The award-winning artwork and its artist were announced during Saturday's luncheon at the museum's 39th annual Prix de West Invitational Art Exhibition and Sale. Traditionally, the announcement is a surprise to art patrons and artists attending the show.
“My legs are so wobbly,” Moyers, 58, said moments after her name was announced. “I can't tell you what this honor means. I'm just overwhelmed.”
In the 39-year history of the show, only one other woman has won the Prix de West Award — Bettina Steinke, also of Santa Fe, in 1978.
In an interview afterward, Moyers said she is overwhelmed “to be considered in the same league as Bettina Steinke, along with all the rest of the Prix de West-winning artists. It's a total honor for me.”
Moyers said the 48-inch-square oil was inspired by the “weeping Virgin santo,” a statue of the Virgin Mary that stands in her studio and that she reproduced in her winning painting.
“I found that santo at a flea market in Santa Fe about four or five years ago, and I just loved her,” the artist said. “She's been in my studio ever since. She has the most beautiful face. She helps me to paint every day. I'm comforted by having her there.”
Even with the santo's help, Moyers said the painting was the most difficult she has ever done. “It has such close values — very dark values — and I wanted to keep my focus on the face of the young woman and her lighting of the candles — all leading to the santo. It was fun, but it was also very challenging,” Moyers said. “If I can impart my joy about a subject to the viewer, then I've succeeded.”
This year's Prix de West show and sale features 351 works of art by 110 of the nation's top-notch Western painters and sculptors. Prices range from an $850 sculpture to an $85,000 oil painting.

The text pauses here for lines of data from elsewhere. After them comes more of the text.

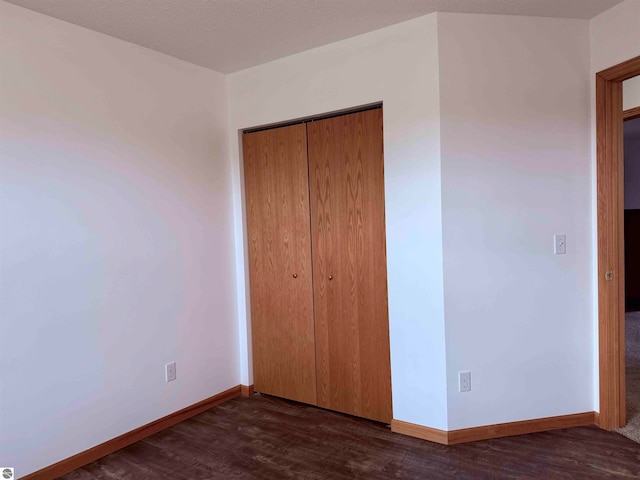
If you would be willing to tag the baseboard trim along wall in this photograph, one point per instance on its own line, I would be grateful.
(126, 439)
(246, 391)
(487, 432)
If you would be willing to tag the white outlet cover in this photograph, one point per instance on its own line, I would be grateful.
(560, 244)
(464, 381)
(170, 371)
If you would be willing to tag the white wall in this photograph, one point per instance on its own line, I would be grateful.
(397, 65)
(117, 238)
(515, 171)
(614, 38)
(631, 93)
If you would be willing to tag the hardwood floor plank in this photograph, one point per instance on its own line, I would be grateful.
(264, 437)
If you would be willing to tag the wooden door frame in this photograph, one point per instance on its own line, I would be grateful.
(610, 212)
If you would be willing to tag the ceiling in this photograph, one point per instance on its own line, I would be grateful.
(231, 35)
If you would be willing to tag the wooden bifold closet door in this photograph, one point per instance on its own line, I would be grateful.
(326, 176)
(279, 241)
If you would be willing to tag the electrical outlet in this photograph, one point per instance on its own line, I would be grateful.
(464, 381)
(560, 244)
(170, 371)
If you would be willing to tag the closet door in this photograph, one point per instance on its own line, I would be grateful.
(277, 205)
(349, 262)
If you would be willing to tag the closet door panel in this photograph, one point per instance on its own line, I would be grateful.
(279, 243)
(349, 260)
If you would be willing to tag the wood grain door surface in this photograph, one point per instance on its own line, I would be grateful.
(346, 174)
(277, 205)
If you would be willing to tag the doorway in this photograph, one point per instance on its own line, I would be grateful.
(611, 281)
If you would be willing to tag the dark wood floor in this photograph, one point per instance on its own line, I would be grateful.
(268, 438)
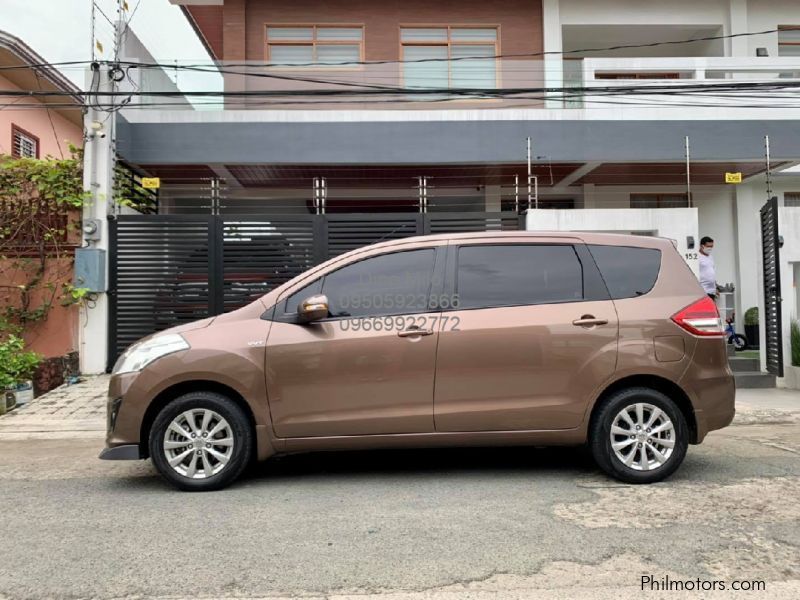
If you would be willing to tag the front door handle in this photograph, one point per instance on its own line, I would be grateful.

Museum President Chuck Schroeder said the works of art exceed $5.7 million in value. Opening day art sales totaled just over $3 million, down from the $3.3 million in opening day sales last year.
As in previous years, a live auction of works of art took place during the banquet. Schroeder said this year's auction generated $71,500.

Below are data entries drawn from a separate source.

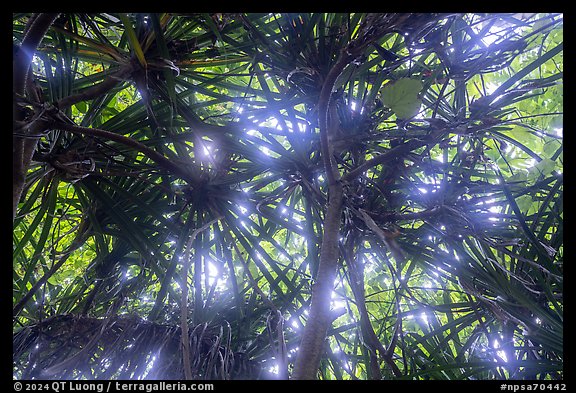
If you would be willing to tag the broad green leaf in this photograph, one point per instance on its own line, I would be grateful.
(402, 97)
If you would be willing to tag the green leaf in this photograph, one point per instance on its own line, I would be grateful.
(544, 168)
(81, 106)
(402, 97)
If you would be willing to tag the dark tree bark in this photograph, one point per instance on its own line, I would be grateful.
(22, 146)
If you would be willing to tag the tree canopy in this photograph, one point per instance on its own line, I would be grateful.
(287, 195)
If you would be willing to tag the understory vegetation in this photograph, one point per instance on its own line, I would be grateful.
(288, 196)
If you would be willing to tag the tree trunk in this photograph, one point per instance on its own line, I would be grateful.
(22, 147)
(319, 316)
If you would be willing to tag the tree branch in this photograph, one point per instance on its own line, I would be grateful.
(97, 90)
(158, 158)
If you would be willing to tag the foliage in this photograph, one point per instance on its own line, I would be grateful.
(183, 151)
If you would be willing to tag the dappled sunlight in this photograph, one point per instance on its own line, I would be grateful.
(173, 177)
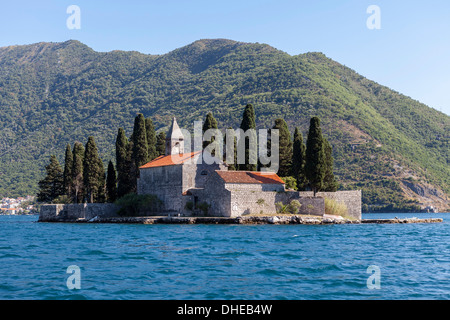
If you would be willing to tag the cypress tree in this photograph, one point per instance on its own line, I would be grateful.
(92, 171)
(248, 122)
(210, 123)
(111, 183)
(151, 139)
(329, 181)
(299, 160)
(231, 166)
(100, 197)
(161, 144)
(285, 148)
(52, 185)
(140, 145)
(68, 164)
(123, 164)
(77, 172)
(315, 159)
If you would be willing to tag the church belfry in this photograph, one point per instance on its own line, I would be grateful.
(174, 139)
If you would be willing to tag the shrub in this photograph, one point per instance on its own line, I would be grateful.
(189, 206)
(280, 207)
(260, 202)
(132, 204)
(64, 199)
(294, 207)
(333, 207)
(290, 182)
(204, 207)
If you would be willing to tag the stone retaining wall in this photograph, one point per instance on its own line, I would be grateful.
(74, 212)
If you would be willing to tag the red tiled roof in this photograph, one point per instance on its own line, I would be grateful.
(170, 160)
(251, 177)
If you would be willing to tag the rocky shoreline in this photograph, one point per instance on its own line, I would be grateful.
(245, 220)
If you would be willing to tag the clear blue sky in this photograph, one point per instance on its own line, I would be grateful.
(410, 53)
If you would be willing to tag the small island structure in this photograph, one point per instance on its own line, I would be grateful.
(181, 188)
(187, 186)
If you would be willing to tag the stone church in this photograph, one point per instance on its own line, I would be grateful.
(187, 186)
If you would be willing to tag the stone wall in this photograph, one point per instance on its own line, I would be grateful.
(352, 199)
(74, 212)
(249, 201)
(164, 182)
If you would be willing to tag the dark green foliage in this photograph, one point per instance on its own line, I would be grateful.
(93, 172)
(151, 139)
(210, 123)
(329, 181)
(161, 144)
(140, 146)
(315, 159)
(52, 185)
(77, 172)
(290, 182)
(133, 205)
(285, 148)
(67, 176)
(299, 160)
(124, 164)
(111, 183)
(248, 122)
(231, 166)
(56, 93)
(101, 193)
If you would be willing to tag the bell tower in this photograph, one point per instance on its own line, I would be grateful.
(174, 139)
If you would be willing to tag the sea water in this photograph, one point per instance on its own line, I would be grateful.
(126, 261)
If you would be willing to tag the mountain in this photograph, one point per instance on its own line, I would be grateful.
(392, 147)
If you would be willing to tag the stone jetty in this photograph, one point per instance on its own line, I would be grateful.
(247, 220)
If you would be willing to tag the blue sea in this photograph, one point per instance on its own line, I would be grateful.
(249, 262)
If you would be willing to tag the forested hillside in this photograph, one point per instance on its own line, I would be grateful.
(392, 147)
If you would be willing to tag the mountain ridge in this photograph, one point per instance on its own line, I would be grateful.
(72, 91)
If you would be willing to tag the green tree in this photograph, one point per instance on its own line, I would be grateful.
(231, 166)
(52, 185)
(161, 144)
(67, 175)
(111, 183)
(92, 171)
(151, 139)
(299, 160)
(100, 197)
(140, 145)
(329, 180)
(123, 163)
(315, 159)
(285, 148)
(210, 123)
(248, 122)
(77, 172)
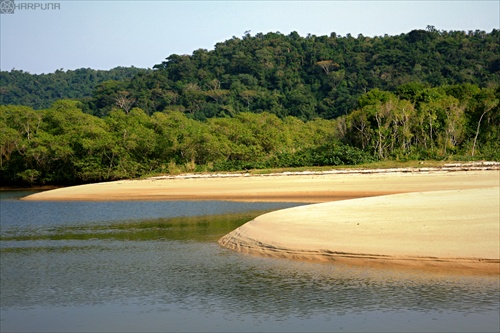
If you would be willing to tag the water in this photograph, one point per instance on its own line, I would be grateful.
(156, 266)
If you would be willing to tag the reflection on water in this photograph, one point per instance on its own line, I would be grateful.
(168, 274)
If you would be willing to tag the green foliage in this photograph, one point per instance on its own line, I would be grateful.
(286, 75)
(62, 144)
(267, 101)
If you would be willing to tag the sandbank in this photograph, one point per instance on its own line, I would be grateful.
(305, 187)
(448, 231)
(443, 220)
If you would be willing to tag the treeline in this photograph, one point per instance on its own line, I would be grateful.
(63, 144)
(304, 77)
(285, 75)
(41, 90)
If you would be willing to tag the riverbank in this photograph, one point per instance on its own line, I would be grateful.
(453, 231)
(451, 214)
(309, 187)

The James Earle Fraser Sculpture Award went to Canadian sculptor Richard Loffler, 56, for his bronze of a massive gyrating rodeo bull, “Top Knots and Tails.” The 42-inch high bronze was priced at $24,000. The Fraser award recognizes artistic merit in sculpture and carries a $3,000 prize.
The Frederic Remington Painting Award went to Taos painter Walt Gonske, 70, for “Waiting on Spring,” which shows several old homes and outbuildings in northern New Mexico, with bare patches of roofs and earth visible between clumps of snow. Gonske's oil-on-panel painting was priced at $14,000. The Remington award honors exceptional artistic merit in painting and carries a $3,000 prize.

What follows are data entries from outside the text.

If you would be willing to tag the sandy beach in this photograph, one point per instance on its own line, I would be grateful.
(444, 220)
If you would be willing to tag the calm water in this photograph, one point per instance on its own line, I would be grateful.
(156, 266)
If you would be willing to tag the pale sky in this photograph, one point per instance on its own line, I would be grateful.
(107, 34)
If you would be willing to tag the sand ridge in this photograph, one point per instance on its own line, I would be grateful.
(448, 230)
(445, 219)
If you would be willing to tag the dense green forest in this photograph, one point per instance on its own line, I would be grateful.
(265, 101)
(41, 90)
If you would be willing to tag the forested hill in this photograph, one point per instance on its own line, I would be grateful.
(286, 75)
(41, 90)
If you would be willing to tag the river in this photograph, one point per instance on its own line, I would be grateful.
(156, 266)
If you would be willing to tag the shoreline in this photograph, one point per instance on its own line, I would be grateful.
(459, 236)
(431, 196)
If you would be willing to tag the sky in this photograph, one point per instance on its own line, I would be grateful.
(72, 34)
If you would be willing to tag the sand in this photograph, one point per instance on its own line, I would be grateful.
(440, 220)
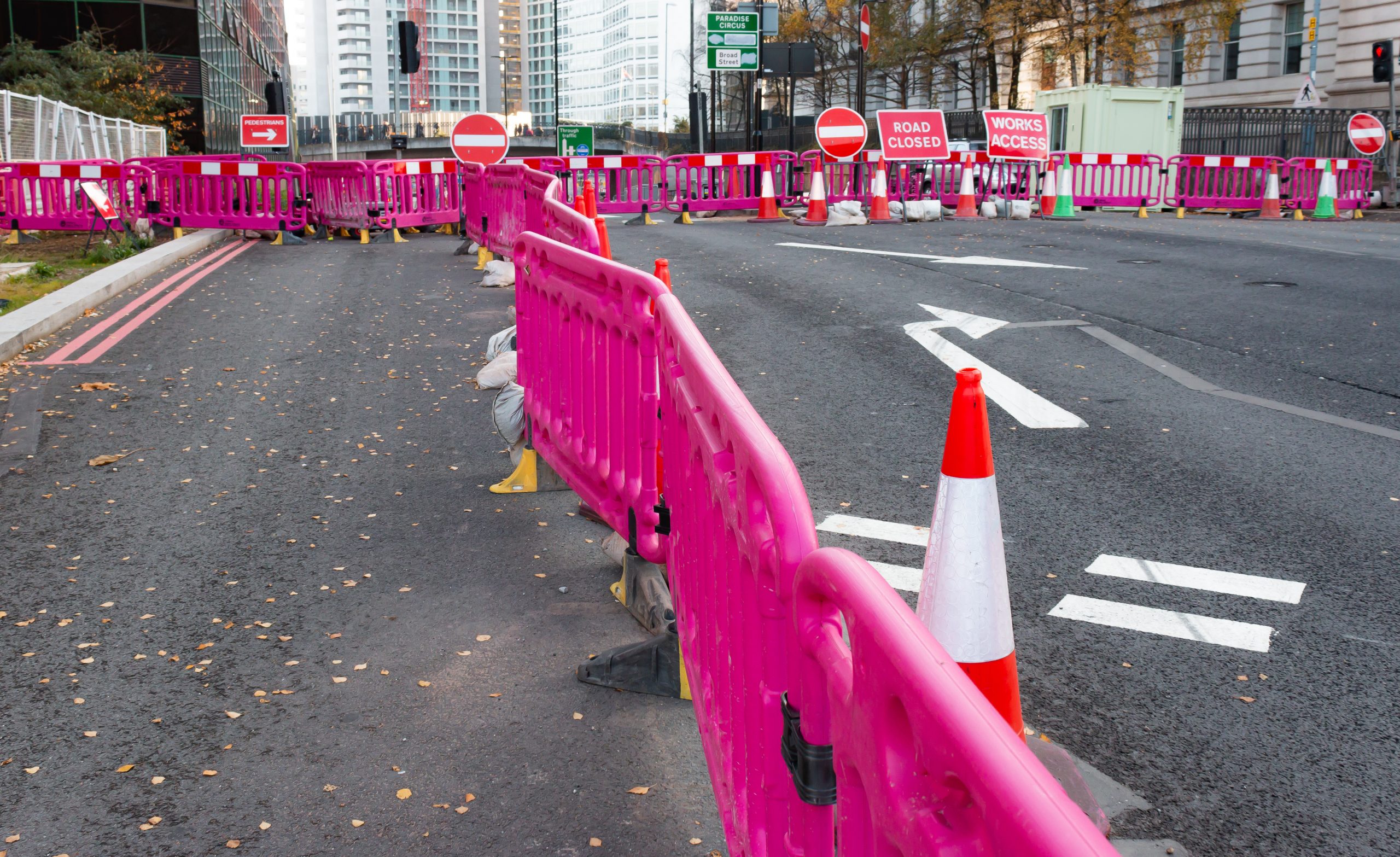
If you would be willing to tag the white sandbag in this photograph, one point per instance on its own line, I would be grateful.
(498, 373)
(846, 213)
(500, 343)
(499, 273)
(509, 412)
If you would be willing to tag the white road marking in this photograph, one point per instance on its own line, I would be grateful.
(870, 528)
(901, 578)
(1029, 409)
(1169, 623)
(931, 258)
(975, 327)
(1269, 588)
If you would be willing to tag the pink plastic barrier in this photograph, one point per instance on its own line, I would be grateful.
(348, 195)
(622, 183)
(45, 195)
(1112, 180)
(588, 366)
(894, 696)
(1354, 177)
(1220, 181)
(718, 183)
(231, 195)
(421, 193)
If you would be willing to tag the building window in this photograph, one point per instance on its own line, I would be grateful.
(1178, 71)
(1233, 51)
(1293, 38)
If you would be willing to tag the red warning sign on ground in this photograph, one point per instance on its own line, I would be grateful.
(913, 135)
(1017, 135)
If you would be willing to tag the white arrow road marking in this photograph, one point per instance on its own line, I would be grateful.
(947, 259)
(1028, 409)
(975, 327)
(1169, 623)
(1252, 586)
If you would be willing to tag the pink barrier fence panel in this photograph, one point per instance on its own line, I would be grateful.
(46, 195)
(739, 526)
(231, 195)
(718, 183)
(1218, 181)
(1113, 180)
(622, 183)
(588, 366)
(421, 193)
(923, 763)
(1304, 177)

The Express Ranches Great American Cowboy Award, honoring the best portrayal of cowboy subject matter and carrying a $3,000 prize, was presented to “A Fish Out of Water,” painted by John Moyers, 53, of Santa Fe. He is the husband of Terri Kelly Moyers, this year's Prix de West Award winner. The $48,000 painting shows a bewildered old cowboy, wearing boots and a large hat, standing on a corner of New York's Times Square, map in hand.
The Major General and Mrs. Don Pittman Wildlife Art Award was given to sculptor Ross Matteson, 55, of Olympia, Wash., for his black Belgian marble sculpture, “Ripple Effect.” The $25,000 sculpture shows a bufflehead duck moving along the surface of the water, causing a small rippling wake.
Idaho painter George Carlson was named the recipient of the Robert Lougheed Memorial Award, established in 1988 and named for one of the 20th century's leading Western painters. The award and its $3,000 prize honors the artist with the best display of three or more works in the show and is chosen by the exhibiting artists.
The Nona Jean Hulsey Rumsey Buyers' Choice Award went to “People of the Red Tail Hawk” a sculpture priced at $55,000 by Doug Hyde. The award carries a $3,000 prize, and is chosen by art patrons attending the show's opening sale.)
All the art in the show will remain on view at the museum, 1700 NE 63, through Aug. 5. Any unsold works will be available for purchase until then.